Incendios, pestes, inundaciones: la secuencia conocida de los últimos años. “Da pena saber que cuando pare la lluvia, volverá la sequía”, formulé hoy comiendo porotos con arroz que cocino en la olla a presión. “Falta la farofa”, escuché decir a alguien junto a mí. Llovió el verano entero, pero en marzo se hincharon tanto los ríos y los arroyos que la tierra se volvió líquida, y mucha gente se quedó sin casa. Pueblos enteros surcados por barcos. El mar marrón chocolate. Diluvio. A los que seguimos con techo sobre la cabeza nos avasalló el moho. Malagradecidos, nos quejamos como si fuera algo de verdad relevante. Somos incapaces de imaginar los muebles, la ropa, las fotos y hasta la comida flotando entre el agua llena de barro y mierda. O a nuestros propios cuerpos arremolinándose con todo eso.

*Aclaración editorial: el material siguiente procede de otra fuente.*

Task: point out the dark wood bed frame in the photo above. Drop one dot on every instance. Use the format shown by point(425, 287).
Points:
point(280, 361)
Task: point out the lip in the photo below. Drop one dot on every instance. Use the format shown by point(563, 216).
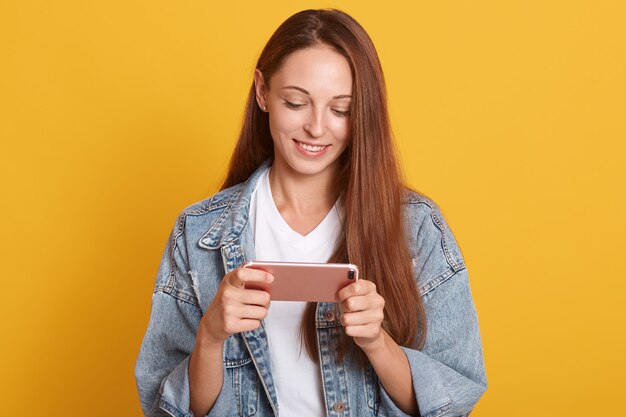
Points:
point(310, 153)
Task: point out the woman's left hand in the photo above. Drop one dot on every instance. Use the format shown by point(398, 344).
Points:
point(362, 314)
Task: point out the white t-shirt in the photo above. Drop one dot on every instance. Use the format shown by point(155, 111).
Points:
point(296, 376)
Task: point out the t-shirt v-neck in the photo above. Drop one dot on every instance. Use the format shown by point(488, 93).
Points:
point(275, 228)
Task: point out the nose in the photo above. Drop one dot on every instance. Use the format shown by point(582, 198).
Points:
point(316, 125)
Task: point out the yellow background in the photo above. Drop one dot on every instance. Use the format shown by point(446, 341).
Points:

Hoy anunciaron el retorno de la lluvia. Serán siete días más, por lo menos. Beverley Farmer, la poeta australiana, escribe sobre extensiones de costa desierta y faros en donde el diablo perdió el poncho. En The Bone House (La casa de hueso) también sugiere, traduzco: “Toda experiencia tiene un sentido más allá del momento, un sentido que sólo se revela poco a poco y que crece con la revelación. El proceso es siempre incompleto. El sentido crece, como el deseo, como el recuerdo, en la oscuridad. La plenitud de este sentido se conoce únicamente por su peso, por su poder de desplazamiento”. El hoy accesible por la única vía de lo que no está más y surge al pasar, por toda el agua que movió hacia otro lado. Bajo hasta la playa en bicicleta. Un día llevo a mi hijo en la sillita. Cantamos. Otro día voy sola, como hace tiempo que no soy. Viento en la cara. El sol que sale por instantes. Las flores de plumeria, árboles con más raíces que el de casa. Al bajar de la bicicleta, marea baja y pozas efímeras en las que el agua es llana. El deseo, un atisbo, algo por el estilo. Sentido arisco. De noche, la lucidez: sueño que pedaleo por esta misma ciudad. Creo buscar casa, otra casa. De repente, llego a la puerta de un pasadizo subterráneo, un túnel por debajo de los edificios. Hay luz del otro lado, confirmo antes de pasarlo a toda velocidad.

Hubo dos ataques de tiburones en Sydney en menos de un mes. Uno fatal y ampliamente documentado. Hablamos durante días de la violencia de las imágenes. Imposible abstraerse del reino animal al acecho del cuerpo humano, como si fuera un pez más. Sigo entrando al mar siempre que puedo, pero no dejo de pensar en cómo sería una ofensiva repentina. Pesadamente, el mar reclama la arena y sube la marea. Tiburones soberanos del mar. La cadena trófica en toda su sabiduría. Sólo una especie tan soberbia como la nuestra como para creer en esa capacidad improbada de que el cerebro fabrique imágenes agradables al estar cerca del fin. De noche, cuando la marea esté cubriendo las rocas, comeremos porotos con arroz de nuevo. Mañana también, si sobra.